Sometimes the most underrated countries conceal the greatest archeological wonders. Laos, together with its mystical Plain of Jars, is on the list of those countries. The Plain of Jars has set some serious scientists considering the option of an ancient population, who were giants. Whoever lived in the territory of Laos thousands of years ago, they definitely liked everything big.

The Plain of Jars, geographically known as the Xieng Khouang plain, consists of 3 hilly fields. Scientists and archeologist still struggle to give reasonable explanations about the origin of giant stone jars, which are scattered in those fields. Their origin and, most importantly, their meaning are unknown. Who were those people that liked carving jars out of rocks?

Why Laos is underrated

The country is not only underdeveloped, but it is also quite dangerous for travelers. In an attempt to stop communism from spreading, the USA has launched the Secret War during the 60s and made Laos the most bombed country in the world. 30% of those bombs didn’t explode and remain unnoticed in cities, villages, and vast fields.

Some territories are being cleared of mines today, but you can never know what the soil you step on conceals.

The Legends

A theory suggests that the jars were created by Indian tribes that moved from one place to another. However, it is really hard to picture a group of people, who would take the trouble of carving into limestone or granite to leave that work behind. Too many efforts for no reason.

A more exciting legend tells about a mythical giant that lived nearby. The locals were forced to collect rice and drinks in these jars, so that the giant could enjoy them for breakfast or lunch.

As no scientific theory has been proven, we will regard these suppositions as legends. Numerous Lao and Japanese archeologists insist that the fields are actually a burial place. Ceramics, human remains and other objects were found nearby. Plus, the scientists also found images of human figures carved inside the jars. However, no organic material was found in them, which fails to prove the mentioned theory.

UNESCO in the Plain of Jars

UNESCO specialists have counted 3000 jars, and there are definitely more around, which vary in size and position. The average jar size equals to 3 meters; this is higher than the tallest person in the world.

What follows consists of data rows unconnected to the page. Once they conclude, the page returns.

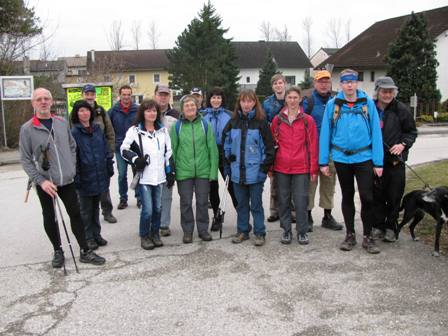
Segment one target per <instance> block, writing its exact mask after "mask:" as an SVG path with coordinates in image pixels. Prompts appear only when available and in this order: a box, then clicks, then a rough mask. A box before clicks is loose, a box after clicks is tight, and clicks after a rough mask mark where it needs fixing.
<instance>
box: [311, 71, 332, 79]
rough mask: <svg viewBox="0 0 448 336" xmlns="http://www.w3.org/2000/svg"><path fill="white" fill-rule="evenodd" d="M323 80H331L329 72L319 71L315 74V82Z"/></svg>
mask: <svg viewBox="0 0 448 336" xmlns="http://www.w3.org/2000/svg"><path fill="white" fill-rule="evenodd" d="M322 78H331V73H330V72H329V71H327V70H319V71H316V72H315V73H314V80H319V79H322Z"/></svg>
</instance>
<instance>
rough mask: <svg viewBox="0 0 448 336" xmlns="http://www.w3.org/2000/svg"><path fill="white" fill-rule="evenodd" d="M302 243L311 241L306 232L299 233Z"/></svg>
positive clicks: (300, 241)
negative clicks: (306, 233)
mask: <svg viewBox="0 0 448 336" xmlns="http://www.w3.org/2000/svg"><path fill="white" fill-rule="evenodd" d="M297 240H298V242H299V244H300V245H308V244H309V243H310V241H309V239H308V235H307V234H306V233H304V234H301V235H299V238H297Z"/></svg>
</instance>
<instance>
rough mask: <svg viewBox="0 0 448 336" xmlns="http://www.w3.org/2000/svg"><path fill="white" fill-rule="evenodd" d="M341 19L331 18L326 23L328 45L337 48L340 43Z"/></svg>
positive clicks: (339, 18) (341, 24) (338, 45)
mask: <svg viewBox="0 0 448 336" xmlns="http://www.w3.org/2000/svg"><path fill="white" fill-rule="evenodd" d="M341 25H342V24H341V19H340V18H331V19H330V21H328V23H327V35H328V38H329V39H330V43H329V46H330V47H335V48H339V46H340V45H341Z"/></svg>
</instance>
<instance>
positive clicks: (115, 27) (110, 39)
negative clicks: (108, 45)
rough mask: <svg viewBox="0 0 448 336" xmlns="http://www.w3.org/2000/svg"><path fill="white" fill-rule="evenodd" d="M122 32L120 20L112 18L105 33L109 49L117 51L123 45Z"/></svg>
mask: <svg viewBox="0 0 448 336" xmlns="http://www.w3.org/2000/svg"><path fill="white" fill-rule="evenodd" d="M123 35H124V32H123V29H122V22H121V20H120V21H119V20H114V21H113V22H112V24H111V26H110V31H109V33H108V34H107V39H108V42H109V47H110V49H111V50H115V51H119V50H121V49H123V47H124V36H123Z"/></svg>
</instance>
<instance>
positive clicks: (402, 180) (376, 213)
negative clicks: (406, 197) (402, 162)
mask: <svg viewBox="0 0 448 336" xmlns="http://www.w3.org/2000/svg"><path fill="white" fill-rule="evenodd" d="M405 185H406V168H405V165H404V163H402V162H399V163H397V164H396V165H393V164H386V165H384V170H383V176H382V177H381V178H378V177H375V181H374V184H373V200H374V213H375V223H374V227H376V228H378V229H380V230H382V231H385V230H386V229H390V230H395V228H396V227H397V222H398V216H399V213H400V203H401V198H402V197H403V194H404V187H405Z"/></svg>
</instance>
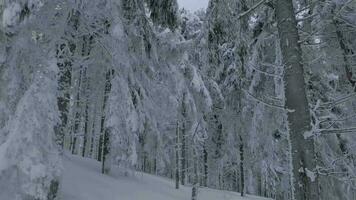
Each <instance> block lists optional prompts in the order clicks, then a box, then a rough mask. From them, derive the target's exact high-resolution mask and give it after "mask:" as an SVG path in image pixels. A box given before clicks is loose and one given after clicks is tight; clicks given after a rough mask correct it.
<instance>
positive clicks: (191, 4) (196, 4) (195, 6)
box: [178, 0, 209, 11]
mask: <svg viewBox="0 0 356 200" xmlns="http://www.w3.org/2000/svg"><path fill="white" fill-rule="evenodd" d="M208 3H209V0H178V4H179V7H184V8H186V9H188V10H192V11H196V10H199V9H200V8H204V9H206V8H207V7H208Z"/></svg>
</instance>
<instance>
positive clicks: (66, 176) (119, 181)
mask: <svg viewBox="0 0 356 200" xmlns="http://www.w3.org/2000/svg"><path fill="white" fill-rule="evenodd" d="M190 195H191V188H189V187H181V188H180V189H179V190H176V189H175V188H174V182H173V181H172V180H169V179H165V178H161V177H157V176H153V175H148V174H141V173H140V174H137V173H136V175H131V176H120V175H119V173H118V170H113V175H110V176H108V175H103V174H101V173H100V163H99V162H96V161H95V160H92V159H86V158H81V157H78V156H72V155H68V154H67V155H66V156H65V159H64V176H63V182H62V188H61V197H62V198H61V199H62V200H189V199H190ZM198 199H204V200H266V199H265V198H260V197H253V196H248V197H244V198H241V197H240V194H238V193H234V192H228V191H219V190H212V189H206V188H201V189H199V198H198Z"/></svg>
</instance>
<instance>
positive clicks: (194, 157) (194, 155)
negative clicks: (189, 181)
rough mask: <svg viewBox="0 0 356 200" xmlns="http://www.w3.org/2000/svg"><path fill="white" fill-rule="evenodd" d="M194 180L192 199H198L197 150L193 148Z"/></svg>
mask: <svg viewBox="0 0 356 200" xmlns="http://www.w3.org/2000/svg"><path fill="white" fill-rule="evenodd" d="M193 151H194V152H193V154H194V161H193V163H194V180H193V187H192V200H198V188H199V177H198V155H197V150H196V149H195V148H194V150H193Z"/></svg>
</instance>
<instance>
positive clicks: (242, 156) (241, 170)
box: [240, 135, 245, 197]
mask: <svg viewBox="0 0 356 200" xmlns="http://www.w3.org/2000/svg"><path fill="white" fill-rule="evenodd" d="M240 187H241V196H242V197H243V196H245V193H244V192H245V173H244V143H243V140H242V137H241V135H240Z"/></svg>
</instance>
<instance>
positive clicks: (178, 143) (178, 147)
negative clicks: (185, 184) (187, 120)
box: [175, 122, 180, 189]
mask: <svg viewBox="0 0 356 200" xmlns="http://www.w3.org/2000/svg"><path fill="white" fill-rule="evenodd" d="M179 145H180V144H179V123H178V122H177V128H176V149H175V151H176V177H175V179H176V189H179V159H180V158H179Z"/></svg>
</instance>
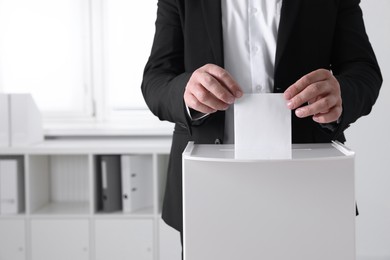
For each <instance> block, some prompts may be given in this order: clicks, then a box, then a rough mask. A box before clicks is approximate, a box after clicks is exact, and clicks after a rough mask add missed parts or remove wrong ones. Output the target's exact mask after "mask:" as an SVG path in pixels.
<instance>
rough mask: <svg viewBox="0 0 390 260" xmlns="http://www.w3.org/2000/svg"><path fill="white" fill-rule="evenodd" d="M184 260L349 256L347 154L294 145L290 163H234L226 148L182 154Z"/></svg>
mask: <svg viewBox="0 0 390 260" xmlns="http://www.w3.org/2000/svg"><path fill="white" fill-rule="evenodd" d="M183 212H184V216H183V217H184V223H183V225H184V258H185V260H199V259H202V260H215V259H223V260H236V259H246V260H252V259H253V260H255V259H256V260H258V259H272V260H286V259H288V260H313V259H316V260H329V259H332V260H354V259H355V197H354V153H353V152H351V151H350V150H348V149H347V148H345V147H344V146H342V145H340V144H335V143H334V144H305V145H293V150H292V159H290V160H236V159H234V147H233V146H231V145H230V146H229V145H194V144H193V143H190V144H189V145H188V146H187V148H186V150H185V152H184V153H183Z"/></svg>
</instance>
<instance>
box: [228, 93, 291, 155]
mask: <svg viewBox="0 0 390 260" xmlns="http://www.w3.org/2000/svg"><path fill="white" fill-rule="evenodd" d="M234 142H235V157H236V158H237V159H289V158H291V111H290V110H289V109H288V108H287V105H286V101H285V99H284V98H283V94H274V93H272V94H244V95H243V96H242V97H241V98H240V99H238V100H237V101H236V103H235V104H234Z"/></svg>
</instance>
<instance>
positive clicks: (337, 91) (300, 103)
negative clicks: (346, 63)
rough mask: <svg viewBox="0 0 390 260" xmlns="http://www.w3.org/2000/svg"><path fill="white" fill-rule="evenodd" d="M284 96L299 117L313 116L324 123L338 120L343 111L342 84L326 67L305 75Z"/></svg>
mask: <svg viewBox="0 0 390 260" xmlns="http://www.w3.org/2000/svg"><path fill="white" fill-rule="evenodd" d="M284 98H285V99H286V100H287V106H288V108H290V109H291V110H293V109H296V110H295V114H296V116H297V117H299V118H303V117H308V116H312V117H313V120H314V121H316V122H318V123H322V124H325V123H331V122H334V121H337V120H338V119H339V117H340V116H341V114H342V112H343V108H342V99H341V91H340V84H339V82H338V81H337V79H336V78H335V77H334V76H333V74H332V72H330V71H329V70H326V69H319V70H316V71H313V72H311V73H309V74H307V75H305V76H303V77H302V78H301V79H299V80H298V81H297V82H295V83H294V84H293V85H291V86H290V87H289V88H288V89H287V90H286V91H285V92H284ZM305 103H307V105H305V106H302V105H303V104H305ZM300 106H302V107H300Z"/></svg>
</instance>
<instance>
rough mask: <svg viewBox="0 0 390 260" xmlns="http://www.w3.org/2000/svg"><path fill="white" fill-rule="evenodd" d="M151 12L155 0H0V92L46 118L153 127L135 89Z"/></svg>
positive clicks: (136, 86) (137, 84) (140, 79)
mask: <svg viewBox="0 0 390 260" xmlns="http://www.w3.org/2000/svg"><path fill="white" fill-rule="evenodd" d="M156 11H157V0H145V1H129V0H0V91H4V92H9V93H10V92H13V93H14V92H17V93H18V92H29V93H31V94H32V95H33V97H34V99H35V101H36V103H37V105H38V107H39V108H40V110H41V111H42V114H43V115H44V118H45V119H54V120H56V119H60V120H61V122H64V119H70V120H74V119H78V120H79V119H82V120H86V121H91V122H96V121H98V122H102V121H107V120H112V119H125V121H126V120H127V121H132V122H133V123H134V121H133V120H135V121H140V120H141V121H142V122H141V123H140V125H149V126H152V127H155V124H156V123H157V122H158V120H157V118H155V117H153V116H152V115H151V113H150V112H149V111H148V109H147V107H146V104H145V102H144V100H143V97H142V94H141V88H140V86H141V81H142V72H143V68H144V65H145V63H146V61H147V58H148V56H149V53H150V49H151V45H152V40H153V36H154V22H155V19H156ZM145 120H146V121H148V123H146V124H145ZM151 122H152V123H151Z"/></svg>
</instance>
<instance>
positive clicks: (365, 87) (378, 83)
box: [331, 0, 382, 138]
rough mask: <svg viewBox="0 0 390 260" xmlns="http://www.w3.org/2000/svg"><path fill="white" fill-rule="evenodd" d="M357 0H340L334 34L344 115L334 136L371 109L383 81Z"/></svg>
mask: <svg viewBox="0 0 390 260" xmlns="http://www.w3.org/2000/svg"><path fill="white" fill-rule="evenodd" d="M359 2H360V0H341V1H340V6H339V9H338V10H339V11H338V12H339V13H338V18H337V23H336V31H335V36H334V46H333V50H334V51H333V57H332V65H331V66H332V71H333V73H334V75H335V77H336V78H337V79H338V81H339V83H340V87H341V96H342V101H343V116H342V120H341V122H340V125H339V128H338V130H337V131H336V132H335V137H336V138H337V136H338V135H339V134H341V133H342V131H344V130H345V129H346V128H347V127H348V126H349V125H350V124H351V123H353V122H355V121H356V120H357V119H358V118H359V117H361V116H364V115H367V114H368V113H370V111H371V109H372V106H373V105H374V103H375V101H376V99H377V97H378V94H379V89H380V86H381V84H382V76H381V72H380V69H379V66H378V63H377V60H376V58H375V54H374V52H373V50H372V47H371V45H370V42H369V39H368V37H367V34H366V31H365V27H364V23H363V15H362V11H361V9H360V6H359Z"/></svg>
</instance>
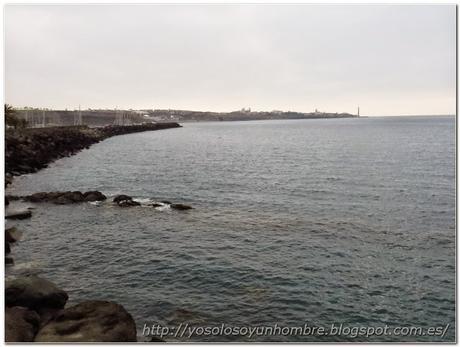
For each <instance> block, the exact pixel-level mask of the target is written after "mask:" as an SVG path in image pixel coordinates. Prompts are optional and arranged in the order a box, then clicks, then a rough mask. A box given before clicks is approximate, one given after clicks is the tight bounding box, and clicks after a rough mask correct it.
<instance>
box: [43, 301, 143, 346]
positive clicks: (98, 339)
mask: <svg viewBox="0 0 460 347" xmlns="http://www.w3.org/2000/svg"><path fill="white" fill-rule="evenodd" d="M35 342H136V324H135V323H134V320H133V318H132V317H131V315H130V314H129V313H128V312H126V310H125V309H124V308H123V306H121V305H119V304H116V303H114V302H110V301H86V302H83V303H81V304H78V305H76V306H72V307H70V308H67V309H65V310H63V311H61V313H59V314H58V315H57V316H56V317H55V318H54V319H53V320H51V321H50V322H49V323H48V324H46V325H45V326H44V327H42V328H41V329H40V330H39V332H38V334H37V336H36V337H35Z"/></svg>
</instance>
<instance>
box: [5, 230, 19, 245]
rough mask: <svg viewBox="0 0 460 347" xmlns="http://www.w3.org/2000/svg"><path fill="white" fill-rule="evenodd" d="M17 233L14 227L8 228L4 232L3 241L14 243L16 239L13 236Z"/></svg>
mask: <svg viewBox="0 0 460 347" xmlns="http://www.w3.org/2000/svg"><path fill="white" fill-rule="evenodd" d="M17 233H18V231H17V229H16V228H15V227H12V228H8V229H6V230H5V241H6V242H12V243H14V242H16V241H17V239H16V238H15V237H14V236H13V235H16V234H17Z"/></svg>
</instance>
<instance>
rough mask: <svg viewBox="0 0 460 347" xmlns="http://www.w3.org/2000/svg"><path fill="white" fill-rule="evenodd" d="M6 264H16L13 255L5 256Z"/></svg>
mask: <svg viewBox="0 0 460 347" xmlns="http://www.w3.org/2000/svg"><path fill="white" fill-rule="evenodd" d="M5 265H14V259H13V258H11V257H5Z"/></svg>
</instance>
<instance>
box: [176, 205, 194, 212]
mask: <svg viewBox="0 0 460 347" xmlns="http://www.w3.org/2000/svg"><path fill="white" fill-rule="evenodd" d="M171 208H173V209H175V210H182V211H183V210H191V209H192V208H193V207H192V206H188V205H184V204H171Z"/></svg>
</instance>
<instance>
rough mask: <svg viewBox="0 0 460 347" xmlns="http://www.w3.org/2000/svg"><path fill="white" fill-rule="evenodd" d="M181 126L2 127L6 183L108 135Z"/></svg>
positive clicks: (69, 126) (73, 126)
mask: <svg viewBox="0 0 460 347" xmlns="http://www.w3.org/2000/svg"><path fill="white" fill-rule="evenodd" d="M177 127H180V125H179V124H177V123H149V124H138V125H132V126H108V127H103V128H97V129H95V128H92V129H91V128H88V127H87V126H65V127H54V128H52V127H49V128H41V129H37V128H36V129H33V128H27V129H15V130H13V129H7V130H6V131H5V173H6V174H5V185H8V184H10V183H11V182H12V179H13V176H18V175H22V174H25V173H32V172H36V171H38V170H40V169H43V168H44V167H46V166H47V165H48V164H49V163H51V162H53V161H54V160H56V159H59V158H62V157H64V156H68V155H70V154H75V153H77V152H78V151H80V150H82V149H84V148H89V146H91V145H92V144H94V143H97V142H99V141H101V140H104V139H106V138H108V137H111V136H116V135H123V134H130V133H135V132H141V131H152V130H161V129H169V128H177Z"/></svg>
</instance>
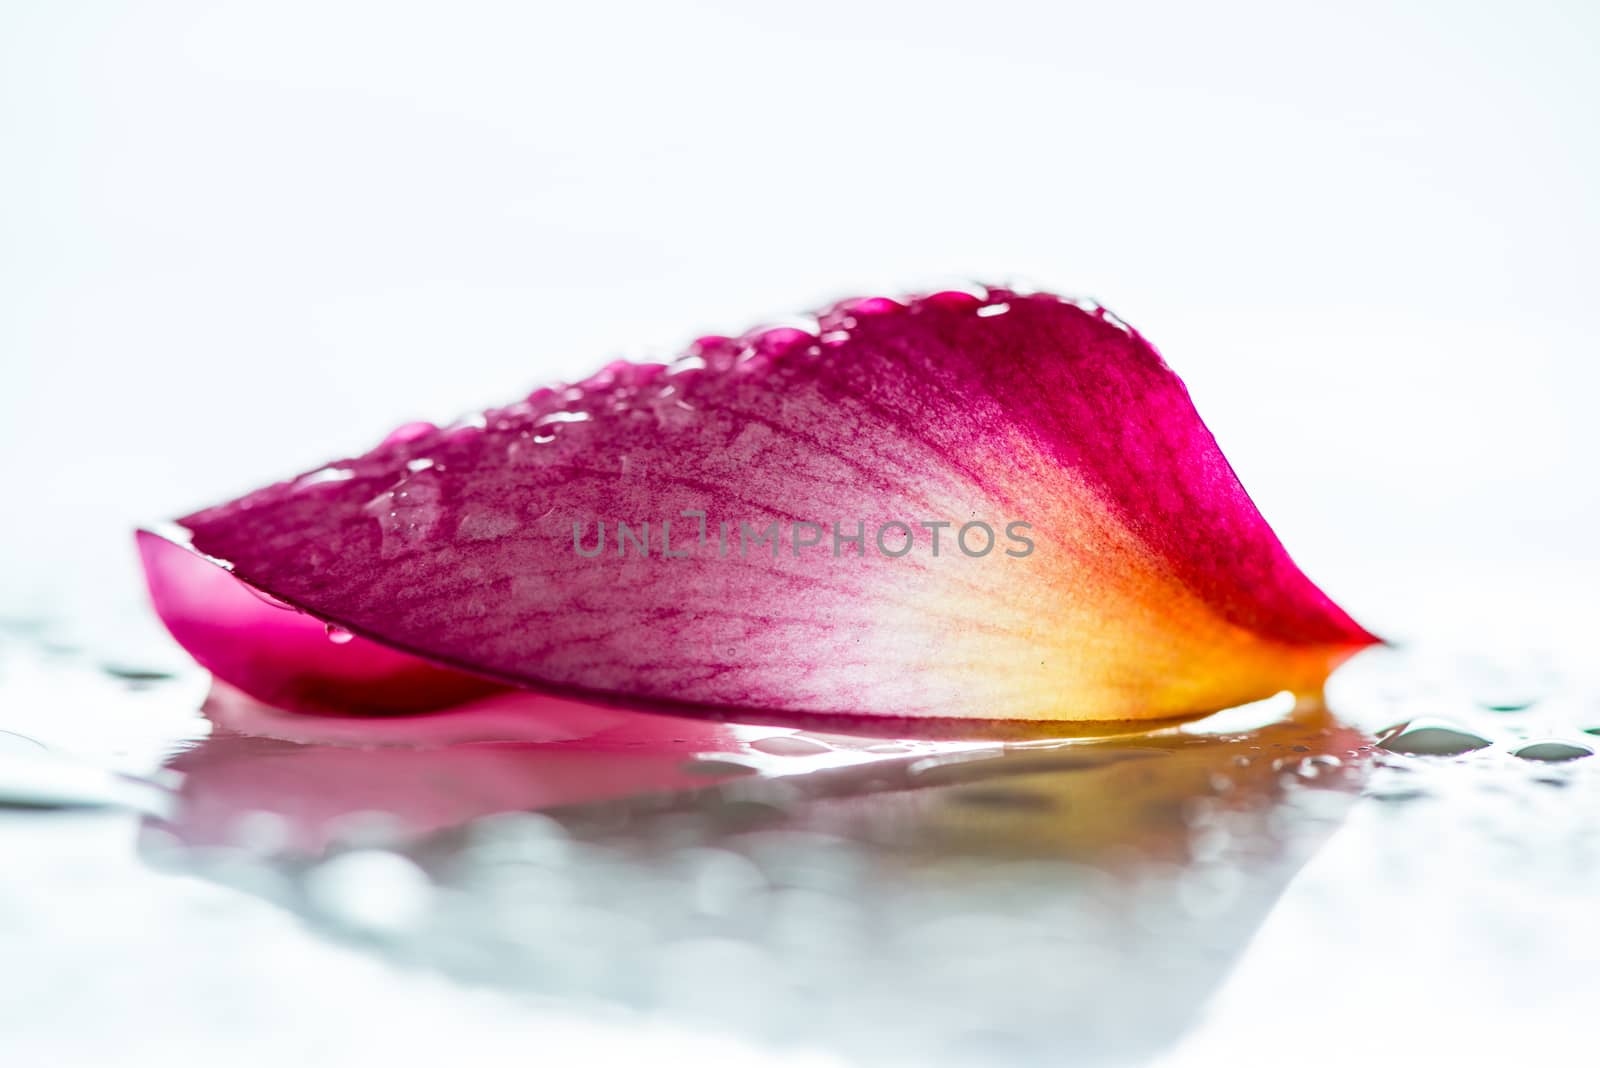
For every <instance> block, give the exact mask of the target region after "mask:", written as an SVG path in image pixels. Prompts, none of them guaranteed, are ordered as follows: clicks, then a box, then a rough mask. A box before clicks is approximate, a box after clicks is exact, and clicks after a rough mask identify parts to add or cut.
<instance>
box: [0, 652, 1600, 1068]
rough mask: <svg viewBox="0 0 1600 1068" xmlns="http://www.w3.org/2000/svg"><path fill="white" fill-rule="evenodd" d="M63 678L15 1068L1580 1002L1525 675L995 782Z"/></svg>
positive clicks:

The Laotian government has suggested to include the Plain into the list of UNESCO World Heritage Sites. Once they succeed, the Plain of jars will stop being a forgotten and mystical field. There will be as many curious travelers as there are jars.

In fact, there is an admission fee, but you can test your bargaining skills and ask for a lower price. The roads leading to the site are not in good condition, but backpack travelers can easily get there by hiking. Mystery lovers should also give it a chance. You may find an artefact that will reveal the true story behind the legends; just keep looking under your feet.